The main "issue" is that 404 is the normalized response for web servers when an endpoint doesn't exist. So it feels like one is breaking the established paradigm by using something else, but I think it's absolutely worth doing.

Certainly a bigger fan of defaulting to returning a 409 than making my API consumers parse all my response bodies.

[that_james]

> Thus -- as REST is /the/ canonical "hijack HTTP status codes to mean something clever" paradigm -- your article is /entirely/ in context of REST.

Oof, that's a hell of a good point. So much for that plan lol

> Anyway - I'm entirely with you on the foolishness of using 404 to mean both "your URL is messed up" and "I couldn't find the resource you wanted". Seems like, for REST, you'd want to return a 400 (malformed request) or something if your URL was borked rather than overloading 404.

Yup, that's the headache I'm trying to muddle my way through.

Really it's less "this is how to build APIs" and more "have you considered your consumer when you return data?". But I think even in that context your point stands better.

Back to the drawing board it seems.

At least I can generate more content now :D

[saltcured]

If you go down this path (pun not intended), consider the structure of a URL to have semantic content, and yet you want to have HTTP compliant yet meaningful errors: another common scenario would be 409 conflict. This is the HTTP way to say it's not possible to process this request right now, while not suggesting it will never be possible.

This is most appropriate when the URL does not make sense with the current state of the server, but other future operations could (in theory) change the server state such that it does make sense. This might make sense if you have a user-extensible data model, where some kind of relationship is being mapped into the path structure and you want to signal that this relationship is not currently known to the query system, but _could be_ in the future.

Now, you are faced with a decision for when this ephemeral status is a semantic conflict, when it is simply a resource not found, or when it is a forbidden request for the current user.

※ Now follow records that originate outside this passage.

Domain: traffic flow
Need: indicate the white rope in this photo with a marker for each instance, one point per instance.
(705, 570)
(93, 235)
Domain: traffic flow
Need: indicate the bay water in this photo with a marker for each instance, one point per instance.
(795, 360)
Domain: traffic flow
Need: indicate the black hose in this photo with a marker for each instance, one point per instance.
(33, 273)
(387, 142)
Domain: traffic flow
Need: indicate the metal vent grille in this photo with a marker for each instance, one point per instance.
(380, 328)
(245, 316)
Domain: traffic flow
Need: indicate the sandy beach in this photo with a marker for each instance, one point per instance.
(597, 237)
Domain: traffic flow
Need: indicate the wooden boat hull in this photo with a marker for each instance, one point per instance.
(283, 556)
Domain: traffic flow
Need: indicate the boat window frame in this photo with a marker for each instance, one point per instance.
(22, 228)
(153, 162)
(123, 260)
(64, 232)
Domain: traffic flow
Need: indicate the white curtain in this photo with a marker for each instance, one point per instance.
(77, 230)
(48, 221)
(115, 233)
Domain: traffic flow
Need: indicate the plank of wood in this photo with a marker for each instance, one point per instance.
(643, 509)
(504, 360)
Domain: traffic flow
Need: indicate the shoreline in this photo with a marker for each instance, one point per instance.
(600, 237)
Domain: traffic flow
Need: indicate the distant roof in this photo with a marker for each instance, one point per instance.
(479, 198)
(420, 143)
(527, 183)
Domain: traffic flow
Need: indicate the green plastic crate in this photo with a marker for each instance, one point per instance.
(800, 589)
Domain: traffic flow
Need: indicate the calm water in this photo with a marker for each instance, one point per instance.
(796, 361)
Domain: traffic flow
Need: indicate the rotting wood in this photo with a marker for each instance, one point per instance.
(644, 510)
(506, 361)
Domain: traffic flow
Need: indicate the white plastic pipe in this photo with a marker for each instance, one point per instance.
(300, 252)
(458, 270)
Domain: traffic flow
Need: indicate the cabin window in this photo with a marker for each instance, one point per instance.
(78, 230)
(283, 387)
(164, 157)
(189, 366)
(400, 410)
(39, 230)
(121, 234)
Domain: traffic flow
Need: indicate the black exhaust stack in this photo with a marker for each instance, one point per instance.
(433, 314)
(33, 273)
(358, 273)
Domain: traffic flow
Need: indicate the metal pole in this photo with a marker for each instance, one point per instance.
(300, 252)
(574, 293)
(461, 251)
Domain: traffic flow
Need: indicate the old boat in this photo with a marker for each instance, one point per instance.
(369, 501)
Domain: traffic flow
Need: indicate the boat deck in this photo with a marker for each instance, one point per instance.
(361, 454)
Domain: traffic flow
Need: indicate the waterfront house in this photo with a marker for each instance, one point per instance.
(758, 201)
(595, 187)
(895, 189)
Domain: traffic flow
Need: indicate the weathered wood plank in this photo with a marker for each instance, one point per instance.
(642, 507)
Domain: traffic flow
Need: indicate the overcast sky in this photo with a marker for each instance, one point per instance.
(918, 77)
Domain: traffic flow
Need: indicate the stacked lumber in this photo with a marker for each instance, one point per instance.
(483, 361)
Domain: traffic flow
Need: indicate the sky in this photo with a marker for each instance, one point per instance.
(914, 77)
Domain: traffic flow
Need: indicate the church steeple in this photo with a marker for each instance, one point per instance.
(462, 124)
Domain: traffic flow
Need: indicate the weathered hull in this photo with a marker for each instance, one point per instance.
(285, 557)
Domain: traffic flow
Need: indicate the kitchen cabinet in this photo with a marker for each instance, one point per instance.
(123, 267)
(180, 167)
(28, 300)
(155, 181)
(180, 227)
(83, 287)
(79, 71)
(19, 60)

The last is subtle and depends on other security posture. Do you want to tell your user "this is possible/available for a sufficiently privileged user, just not for you" or do you want to avoid leaking information about higher privilege roles? This is similar to the debate about whether a login UX should tell you whether you have an invalid user id versus password or just say login failed without leaking more information to a potential attacker.

[lamontcg]

> Your consumer disagrees, they'd like to know if their URL was fat fingered or if a record was missing.

Why?

How often does this really come up?

Who is typing in URLs like this manually?

If you're typo'ing it in code, are you not doing any kind of validation/testing against any kind of spec that can catch this?

Why is it up to the actual webservice returning a 404 to catch these kind of typo errors?

And I'm not saying I disagree with the argument -- I fully get the argument that was made, but practically the fact that you're caring about it suggests you're missing other components in your stack. You're producing a URL request which is outside of the spec of legal URLs for the webservice. You can validate that before you ever make a real web request against a real server.

[jbverschoor]

What does this api do? Get? Update? Remove?

You can’t ignore the http verbs, so your article doesn’t make sens. You also shouldn’t ignore status codes.

You’ll also might get in trouble with caching.

You can easily use status codes, and provide all the detail + status field in the response. It makes consuming a lot easier

[dragonwriter]

> Maybe this an instance where Gone is better than Not Found?

Gone means a resource identified by a URI existed, it no longer exists, and that resource (not the URI, necessarily) will never be available again.